Implementing Shor's Algorithm
Two papers, one brand new and one I had missed earlier in the year:
- Sandy Kutin's "Shor's algorithm on a nearest-neighbor machine" may clear up some of the lingering details of composing adders into the full modular exponentiation needed for Shor, and offers an elegant, efficient overall algorithm. It also appears to call into question (rightfully) some of the simplifying assumptions I made about data movement to combine intermediate results when you do multiple additions in parallel on a very large nearest-neighbor (what I call NTC) machine. Nearest-neighbor is the worst possible architecture, as far as communication costs are concerned. Analyzing it is important in that it sets a floor for performance, but we all hope that for large machines we aren't really limited to NN. The question is, how much richer can we really make the topology, and what effect will that have on performance?

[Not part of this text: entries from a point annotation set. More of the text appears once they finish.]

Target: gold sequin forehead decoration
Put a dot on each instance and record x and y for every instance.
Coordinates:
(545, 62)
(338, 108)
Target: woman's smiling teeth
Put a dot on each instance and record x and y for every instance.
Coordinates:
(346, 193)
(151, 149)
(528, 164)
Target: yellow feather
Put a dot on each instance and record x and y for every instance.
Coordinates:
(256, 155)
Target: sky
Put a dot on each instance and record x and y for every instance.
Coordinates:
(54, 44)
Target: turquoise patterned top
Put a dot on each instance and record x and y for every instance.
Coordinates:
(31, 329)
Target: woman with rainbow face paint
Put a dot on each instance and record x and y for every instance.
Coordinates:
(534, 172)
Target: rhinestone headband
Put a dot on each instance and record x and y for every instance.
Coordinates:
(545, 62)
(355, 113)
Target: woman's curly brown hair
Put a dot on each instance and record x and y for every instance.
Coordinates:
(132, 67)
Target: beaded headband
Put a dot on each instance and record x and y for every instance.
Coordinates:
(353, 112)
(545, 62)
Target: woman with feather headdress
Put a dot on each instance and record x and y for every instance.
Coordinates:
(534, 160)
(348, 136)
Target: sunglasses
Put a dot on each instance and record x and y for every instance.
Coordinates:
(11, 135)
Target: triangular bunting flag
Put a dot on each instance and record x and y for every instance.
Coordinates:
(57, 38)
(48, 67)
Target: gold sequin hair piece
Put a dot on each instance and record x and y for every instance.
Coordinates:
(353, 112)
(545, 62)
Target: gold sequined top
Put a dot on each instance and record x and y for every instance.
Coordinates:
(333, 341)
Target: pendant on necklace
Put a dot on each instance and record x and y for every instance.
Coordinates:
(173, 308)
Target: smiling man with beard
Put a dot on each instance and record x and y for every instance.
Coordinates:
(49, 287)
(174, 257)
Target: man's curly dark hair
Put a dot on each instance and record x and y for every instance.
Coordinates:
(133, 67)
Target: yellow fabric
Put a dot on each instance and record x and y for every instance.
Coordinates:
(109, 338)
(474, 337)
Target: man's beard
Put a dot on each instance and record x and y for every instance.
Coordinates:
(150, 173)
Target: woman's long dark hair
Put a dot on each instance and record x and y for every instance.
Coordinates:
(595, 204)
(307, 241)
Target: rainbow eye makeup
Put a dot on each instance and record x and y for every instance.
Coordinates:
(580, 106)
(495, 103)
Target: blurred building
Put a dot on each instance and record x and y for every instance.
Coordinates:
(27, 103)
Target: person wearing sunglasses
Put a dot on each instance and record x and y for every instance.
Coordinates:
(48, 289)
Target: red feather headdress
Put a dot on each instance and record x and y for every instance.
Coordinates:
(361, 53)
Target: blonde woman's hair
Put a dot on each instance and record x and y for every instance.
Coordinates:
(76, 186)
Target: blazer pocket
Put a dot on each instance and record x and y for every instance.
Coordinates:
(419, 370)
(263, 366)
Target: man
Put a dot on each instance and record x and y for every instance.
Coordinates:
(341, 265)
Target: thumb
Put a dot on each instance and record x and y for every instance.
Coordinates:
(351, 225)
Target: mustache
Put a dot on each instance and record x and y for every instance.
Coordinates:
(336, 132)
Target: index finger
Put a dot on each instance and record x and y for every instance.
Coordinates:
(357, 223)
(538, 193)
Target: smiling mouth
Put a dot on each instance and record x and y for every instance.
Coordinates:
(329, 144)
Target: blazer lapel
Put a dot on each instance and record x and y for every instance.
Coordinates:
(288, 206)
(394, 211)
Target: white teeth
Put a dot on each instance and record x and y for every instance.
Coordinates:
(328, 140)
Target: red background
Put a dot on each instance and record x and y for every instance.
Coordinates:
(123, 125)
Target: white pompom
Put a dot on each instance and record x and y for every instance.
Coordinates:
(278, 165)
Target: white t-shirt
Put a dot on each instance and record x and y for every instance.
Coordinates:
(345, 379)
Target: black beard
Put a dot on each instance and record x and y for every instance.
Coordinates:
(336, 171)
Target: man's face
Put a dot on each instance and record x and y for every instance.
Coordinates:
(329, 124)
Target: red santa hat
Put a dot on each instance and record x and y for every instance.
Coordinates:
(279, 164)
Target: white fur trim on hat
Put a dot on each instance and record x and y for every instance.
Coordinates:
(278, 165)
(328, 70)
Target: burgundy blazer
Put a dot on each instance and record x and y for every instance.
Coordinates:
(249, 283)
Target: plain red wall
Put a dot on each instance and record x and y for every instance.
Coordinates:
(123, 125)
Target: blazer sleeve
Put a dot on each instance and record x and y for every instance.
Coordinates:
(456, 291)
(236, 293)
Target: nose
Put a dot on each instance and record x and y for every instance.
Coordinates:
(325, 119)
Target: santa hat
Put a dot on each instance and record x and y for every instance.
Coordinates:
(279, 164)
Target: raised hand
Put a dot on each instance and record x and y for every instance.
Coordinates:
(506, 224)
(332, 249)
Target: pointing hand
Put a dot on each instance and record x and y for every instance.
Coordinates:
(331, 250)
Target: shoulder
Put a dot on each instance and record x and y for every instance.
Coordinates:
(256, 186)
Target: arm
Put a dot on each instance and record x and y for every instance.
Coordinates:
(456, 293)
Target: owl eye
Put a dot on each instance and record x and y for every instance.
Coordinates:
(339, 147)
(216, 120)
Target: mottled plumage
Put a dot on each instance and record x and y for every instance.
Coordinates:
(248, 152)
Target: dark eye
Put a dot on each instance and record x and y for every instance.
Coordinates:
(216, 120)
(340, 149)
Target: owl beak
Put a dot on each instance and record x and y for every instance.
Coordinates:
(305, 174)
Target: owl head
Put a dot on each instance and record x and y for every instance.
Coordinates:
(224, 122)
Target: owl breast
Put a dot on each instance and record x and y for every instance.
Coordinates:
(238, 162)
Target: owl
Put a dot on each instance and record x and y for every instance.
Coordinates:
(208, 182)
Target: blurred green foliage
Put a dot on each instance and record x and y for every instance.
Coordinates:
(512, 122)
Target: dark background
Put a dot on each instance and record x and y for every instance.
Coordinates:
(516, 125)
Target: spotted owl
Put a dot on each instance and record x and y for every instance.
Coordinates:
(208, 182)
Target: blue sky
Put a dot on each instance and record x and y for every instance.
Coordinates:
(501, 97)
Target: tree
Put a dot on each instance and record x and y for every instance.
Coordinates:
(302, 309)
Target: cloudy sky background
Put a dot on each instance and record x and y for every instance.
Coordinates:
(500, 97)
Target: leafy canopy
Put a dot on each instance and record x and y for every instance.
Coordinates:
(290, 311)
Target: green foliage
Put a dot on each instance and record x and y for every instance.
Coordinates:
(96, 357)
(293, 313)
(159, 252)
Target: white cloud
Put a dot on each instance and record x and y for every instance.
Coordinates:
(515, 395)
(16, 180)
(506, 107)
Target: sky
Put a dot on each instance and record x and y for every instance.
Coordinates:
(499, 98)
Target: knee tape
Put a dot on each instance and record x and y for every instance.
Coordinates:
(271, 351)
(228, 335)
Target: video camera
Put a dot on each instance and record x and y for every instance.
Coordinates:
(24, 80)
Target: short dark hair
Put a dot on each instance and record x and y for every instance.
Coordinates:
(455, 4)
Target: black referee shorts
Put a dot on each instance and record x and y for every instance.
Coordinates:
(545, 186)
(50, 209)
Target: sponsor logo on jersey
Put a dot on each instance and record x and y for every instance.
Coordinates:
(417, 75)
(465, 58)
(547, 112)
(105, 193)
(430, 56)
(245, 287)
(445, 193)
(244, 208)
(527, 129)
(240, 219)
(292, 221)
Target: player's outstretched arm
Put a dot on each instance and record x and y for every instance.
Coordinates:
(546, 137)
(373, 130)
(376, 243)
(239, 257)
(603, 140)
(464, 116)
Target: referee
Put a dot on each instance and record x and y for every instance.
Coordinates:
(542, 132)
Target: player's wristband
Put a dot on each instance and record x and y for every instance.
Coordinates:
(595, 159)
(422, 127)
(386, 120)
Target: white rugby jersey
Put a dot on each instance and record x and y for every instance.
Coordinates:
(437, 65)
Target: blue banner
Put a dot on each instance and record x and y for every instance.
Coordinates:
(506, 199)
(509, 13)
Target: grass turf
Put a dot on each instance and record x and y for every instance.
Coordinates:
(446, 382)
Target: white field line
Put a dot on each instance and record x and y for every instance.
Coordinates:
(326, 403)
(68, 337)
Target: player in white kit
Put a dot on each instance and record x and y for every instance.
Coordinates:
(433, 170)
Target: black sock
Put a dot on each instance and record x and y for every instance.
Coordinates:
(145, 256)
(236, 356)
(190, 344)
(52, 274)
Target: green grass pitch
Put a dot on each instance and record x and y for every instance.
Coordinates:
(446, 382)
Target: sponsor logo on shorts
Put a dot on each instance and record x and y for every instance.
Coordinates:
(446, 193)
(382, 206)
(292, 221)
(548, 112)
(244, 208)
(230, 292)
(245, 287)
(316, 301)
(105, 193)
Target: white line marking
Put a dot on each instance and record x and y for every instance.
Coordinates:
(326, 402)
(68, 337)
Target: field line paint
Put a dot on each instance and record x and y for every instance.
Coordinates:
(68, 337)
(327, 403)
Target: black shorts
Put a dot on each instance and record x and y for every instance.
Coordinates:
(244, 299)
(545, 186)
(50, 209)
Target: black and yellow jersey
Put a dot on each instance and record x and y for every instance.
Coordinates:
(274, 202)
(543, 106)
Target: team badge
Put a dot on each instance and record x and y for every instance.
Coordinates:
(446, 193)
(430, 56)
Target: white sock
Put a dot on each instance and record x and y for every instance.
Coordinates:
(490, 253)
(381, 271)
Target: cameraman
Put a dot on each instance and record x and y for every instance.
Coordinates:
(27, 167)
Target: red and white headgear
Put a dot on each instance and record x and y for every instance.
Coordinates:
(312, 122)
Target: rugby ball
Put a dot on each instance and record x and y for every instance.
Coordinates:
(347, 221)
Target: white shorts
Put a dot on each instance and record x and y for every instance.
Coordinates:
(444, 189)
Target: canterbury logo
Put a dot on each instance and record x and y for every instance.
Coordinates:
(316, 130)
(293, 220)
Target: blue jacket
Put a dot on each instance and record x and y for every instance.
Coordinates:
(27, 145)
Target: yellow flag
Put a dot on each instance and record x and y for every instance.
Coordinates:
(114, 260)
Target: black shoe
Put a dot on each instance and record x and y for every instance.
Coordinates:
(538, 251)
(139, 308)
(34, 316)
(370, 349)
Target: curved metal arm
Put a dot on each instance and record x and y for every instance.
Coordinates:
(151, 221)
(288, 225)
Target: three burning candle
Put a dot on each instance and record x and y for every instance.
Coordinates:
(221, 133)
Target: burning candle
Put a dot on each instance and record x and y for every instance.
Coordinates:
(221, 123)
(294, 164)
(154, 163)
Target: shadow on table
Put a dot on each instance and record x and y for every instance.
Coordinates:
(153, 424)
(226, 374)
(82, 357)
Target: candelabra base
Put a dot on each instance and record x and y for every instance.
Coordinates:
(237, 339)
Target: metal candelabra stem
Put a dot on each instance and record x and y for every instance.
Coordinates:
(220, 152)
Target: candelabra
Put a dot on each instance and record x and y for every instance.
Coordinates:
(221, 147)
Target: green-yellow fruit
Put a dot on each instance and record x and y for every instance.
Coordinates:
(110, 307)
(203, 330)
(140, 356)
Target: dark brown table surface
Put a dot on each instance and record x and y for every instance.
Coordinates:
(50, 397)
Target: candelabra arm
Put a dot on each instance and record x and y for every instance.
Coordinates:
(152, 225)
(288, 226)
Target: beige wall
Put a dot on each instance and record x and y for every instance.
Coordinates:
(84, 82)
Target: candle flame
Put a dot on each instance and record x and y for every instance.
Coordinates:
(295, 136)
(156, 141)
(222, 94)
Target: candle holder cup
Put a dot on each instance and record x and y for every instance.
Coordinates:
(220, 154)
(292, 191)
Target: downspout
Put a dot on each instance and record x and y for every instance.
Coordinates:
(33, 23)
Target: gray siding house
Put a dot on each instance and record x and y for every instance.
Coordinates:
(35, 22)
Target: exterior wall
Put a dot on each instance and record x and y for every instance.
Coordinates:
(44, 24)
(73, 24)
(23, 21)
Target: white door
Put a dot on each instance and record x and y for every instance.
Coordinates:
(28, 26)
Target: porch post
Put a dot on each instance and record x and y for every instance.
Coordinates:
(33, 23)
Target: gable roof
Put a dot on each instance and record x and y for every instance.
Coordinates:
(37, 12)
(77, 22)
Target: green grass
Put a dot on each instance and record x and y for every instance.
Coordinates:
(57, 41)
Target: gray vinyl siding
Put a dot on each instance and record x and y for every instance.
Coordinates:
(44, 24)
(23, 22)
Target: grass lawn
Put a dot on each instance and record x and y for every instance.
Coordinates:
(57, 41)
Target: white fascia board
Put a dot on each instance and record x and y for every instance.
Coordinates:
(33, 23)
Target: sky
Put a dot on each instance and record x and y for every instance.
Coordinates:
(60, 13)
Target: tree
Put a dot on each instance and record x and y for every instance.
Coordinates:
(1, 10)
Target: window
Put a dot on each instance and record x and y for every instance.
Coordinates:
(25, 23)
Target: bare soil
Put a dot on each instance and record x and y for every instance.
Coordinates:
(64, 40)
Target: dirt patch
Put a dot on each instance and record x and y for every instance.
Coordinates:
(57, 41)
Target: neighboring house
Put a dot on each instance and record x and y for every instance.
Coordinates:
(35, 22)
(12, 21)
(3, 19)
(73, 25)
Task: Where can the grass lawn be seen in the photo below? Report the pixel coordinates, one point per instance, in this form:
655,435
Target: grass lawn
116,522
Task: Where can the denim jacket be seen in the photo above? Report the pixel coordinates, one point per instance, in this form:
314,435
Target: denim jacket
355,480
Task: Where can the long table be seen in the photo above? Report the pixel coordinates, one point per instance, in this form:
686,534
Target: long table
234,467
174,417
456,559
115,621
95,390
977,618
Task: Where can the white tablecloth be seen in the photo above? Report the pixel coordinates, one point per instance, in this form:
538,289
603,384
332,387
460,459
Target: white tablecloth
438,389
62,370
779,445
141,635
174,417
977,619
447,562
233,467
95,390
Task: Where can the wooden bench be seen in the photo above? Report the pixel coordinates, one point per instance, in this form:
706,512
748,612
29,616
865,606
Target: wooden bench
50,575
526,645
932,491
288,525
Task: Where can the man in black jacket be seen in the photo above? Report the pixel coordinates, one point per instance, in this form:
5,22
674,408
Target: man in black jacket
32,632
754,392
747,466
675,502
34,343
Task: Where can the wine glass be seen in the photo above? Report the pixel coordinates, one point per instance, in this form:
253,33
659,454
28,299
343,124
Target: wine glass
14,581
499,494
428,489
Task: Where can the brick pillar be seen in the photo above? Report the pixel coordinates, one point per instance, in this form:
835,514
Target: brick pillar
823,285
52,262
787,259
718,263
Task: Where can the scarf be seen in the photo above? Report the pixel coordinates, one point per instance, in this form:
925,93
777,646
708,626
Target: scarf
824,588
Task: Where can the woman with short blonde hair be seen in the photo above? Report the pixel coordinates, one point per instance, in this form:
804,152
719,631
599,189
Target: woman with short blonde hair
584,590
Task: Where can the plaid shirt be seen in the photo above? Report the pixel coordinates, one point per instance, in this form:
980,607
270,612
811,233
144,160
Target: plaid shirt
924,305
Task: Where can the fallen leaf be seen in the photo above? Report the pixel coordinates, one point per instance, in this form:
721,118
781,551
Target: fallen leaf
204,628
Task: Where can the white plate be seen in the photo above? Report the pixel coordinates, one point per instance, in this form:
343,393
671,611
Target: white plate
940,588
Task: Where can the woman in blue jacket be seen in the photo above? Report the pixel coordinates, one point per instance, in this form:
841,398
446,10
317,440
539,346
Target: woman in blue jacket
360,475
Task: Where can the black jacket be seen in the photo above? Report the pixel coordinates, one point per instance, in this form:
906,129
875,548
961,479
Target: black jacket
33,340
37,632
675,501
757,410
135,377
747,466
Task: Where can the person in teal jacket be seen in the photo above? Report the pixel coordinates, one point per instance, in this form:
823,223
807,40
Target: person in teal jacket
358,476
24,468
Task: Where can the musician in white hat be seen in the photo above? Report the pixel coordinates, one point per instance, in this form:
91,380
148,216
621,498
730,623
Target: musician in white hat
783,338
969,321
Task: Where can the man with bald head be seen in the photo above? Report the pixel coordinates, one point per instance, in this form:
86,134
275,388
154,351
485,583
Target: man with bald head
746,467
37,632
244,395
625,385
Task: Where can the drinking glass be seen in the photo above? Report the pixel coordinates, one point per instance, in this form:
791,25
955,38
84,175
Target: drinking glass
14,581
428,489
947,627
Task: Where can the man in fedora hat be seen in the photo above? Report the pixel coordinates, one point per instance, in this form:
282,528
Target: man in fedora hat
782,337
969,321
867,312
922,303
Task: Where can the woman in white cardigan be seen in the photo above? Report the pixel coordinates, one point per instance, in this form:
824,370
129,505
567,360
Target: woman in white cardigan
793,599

- Christof Zalka's "Shor's algorithm with fewer (pure) qubits" shows how to do Shor for an n-bit number using only 1.5n qubits. I haven't read anything but the first page, but it looks intriguing.
Both papers are potentially important advances toward realistic, efficient implementations of all quantum algorithms using binary integer arithmetic, not just Shor's algorithm. Without this kind of work, we will never know what kind of machine we actually need to build to meet some given performance goal.
I haven't yet read either paper in detail; both are for tomorrow's plane ride.